Да, те же две твердые, сильные жилы, трезво понимал он, — что-то круглое посередине, и вокруг всего — дрожащее сало, в котором вязнут его волосатые пальцы. Он долго сжимал его, пока оно перестало пружинить. Не жива больше? Может быть, еще жива? Он сдернул с кровати подушку, бросил ей на лицо, другую на грудь, и опять лег, придавливая, не веря, что она не оживет. В дверь громко грохнуло что-то. Подождите… Надо, наверное, постараться, чтобы не было щелей, потому что слишком страшно будет, если она окажется живой — с этими ногтями, с этими словами, с этими судорогами, с прошлым, которого он не знал, с будущим… Но будущего, слава Богу, нет.
1937
Облегчение участи
Мамаша, маман, маменька жила на седьмом этаже громадного старого дома. Весь этаж отдавался по комнатам; в каждой комнате люди ели, спали, готовили и в общий коридор, по вечерам, выносили ведра с отбросами.

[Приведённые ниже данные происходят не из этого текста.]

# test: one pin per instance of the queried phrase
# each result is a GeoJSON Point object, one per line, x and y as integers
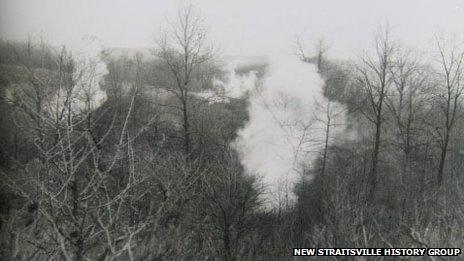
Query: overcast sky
{"type": "Point", "coordinates": [238, 27]}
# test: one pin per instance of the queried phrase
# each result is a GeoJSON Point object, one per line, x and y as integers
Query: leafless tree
{"type": "Point", "coordinates": [375, 80]}
{"type": "Point", "coordinates": [449, 99]}
{"type": "Point", "coordinates": [184, 51]}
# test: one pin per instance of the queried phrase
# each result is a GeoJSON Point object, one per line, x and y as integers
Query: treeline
{"type": "Point", "coordinates": [148, 173]}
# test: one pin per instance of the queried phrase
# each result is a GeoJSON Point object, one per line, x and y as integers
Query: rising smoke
{"type": "Point", "coordinates": [286, 128]}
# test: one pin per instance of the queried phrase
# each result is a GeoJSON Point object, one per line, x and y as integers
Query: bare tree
{"type": "Point", "coordinates": [184, 51]}
{"type": "Point", "coordinates": [449, 99]}
{"type": "Point", "coordinates": [375, 80]}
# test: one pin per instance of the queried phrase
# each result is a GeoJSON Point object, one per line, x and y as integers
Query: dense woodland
{"type": "Point", "coordinates": [150, 173]}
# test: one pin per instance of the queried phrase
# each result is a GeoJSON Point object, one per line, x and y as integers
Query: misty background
{"type": "Point", "coordinates": [213, 130]}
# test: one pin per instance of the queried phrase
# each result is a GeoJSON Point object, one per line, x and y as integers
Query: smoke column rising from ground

Старинного устройства водяной лифт портился через день, свет не всегда горел на лестнице, не имевшей окон, чугунная дверь на улицу была слишком тяжела, и потому мамаша почти никогда не выходила: в лавку бегала соседка, в гости мамаша отправлялась либо в своем этаже, либо этажом ниже, — дом был заселен русскими, и только в церковь — по большим праздникам — она спускалась, и потом долго поднималась, стуча зонтиком, дыша, чуть не плача. А когда ей говорили знакомые, встреченные у свечного ящика: «Зашли бы как-нибудь, Клавдия Ивановна, чайку попить», в мыслях был все лифт да лифт, темный заворот этажей, крутые, обшмыганные ступени. «Нашли тебе место, и сиди, — думалось ей, — а то еще уйдешь — не вернешься, застрянешь между этажами, или задохнешься пешком». Алеша же находил, что квартирка у маман очень удачная, что чем выше жить, тем чище воздух. Когда он приходил, он настежь открывал окно, выходившее на глухое, круглое здание, похожее на земной шар, — то был газовый завод. А за ним была видна бесконечная городская муть домов, крыш, окон, какая-то башня, которая то пропадала, то появлялась снова, то с флагом, то без, то с усеченной макушкой, то со статуей ангела на ней. «Какая вы счастливая, маман, — говорил Алеша, — что живете так покойно, не нервно», — и садился пить чай с пирогом, кренделем, вареньем, читать газеты, которые носил с собой, а иногда рассеянно уставлялся неподвижными глазами в трясущийся пробор, жидкие волосы, в сухие руки с кривыми пальцами. «Я даю вам полную возможность жить в свое удовольствие, — говорил он, — и сам живу в полное свое удовольствие. Достаточно мы в жизни промучились с вами, теперь — ассе, ассе, ассе. Вы имеете электрическое освещение, теплый клозет, солнце — и штору, если охота от него закрыться; у вас функционирует центральное отопление, и документ ваш в полном порядке. Все это, маман, называется комфортом, да, да! И мы с вами имеем его, потому что я — слава Богу!»
Она сидела за столом, кивала ему, улыбаясь, и, не глядя вниз, вязала ему толстый, белый свитер на спицах, а перед ней на столе лежала картинка модного журнала, на которой был изображен молодой человек с дивным, коричневым лицом, выпятивший молодецкую грудь в толстом белом свитере. Она смотрела и вязала, что-то считая про себя, и выходило очень похоже; клубок белой шерсти шевелился у нее на коленях. А Алексей Георгиевич открывал и закрывал окна, пробовал, действуют ли задвижки, зажигал и тушил свет, прыгал, не скрипит ли паркет, дергал — прочно ли висит занавеска.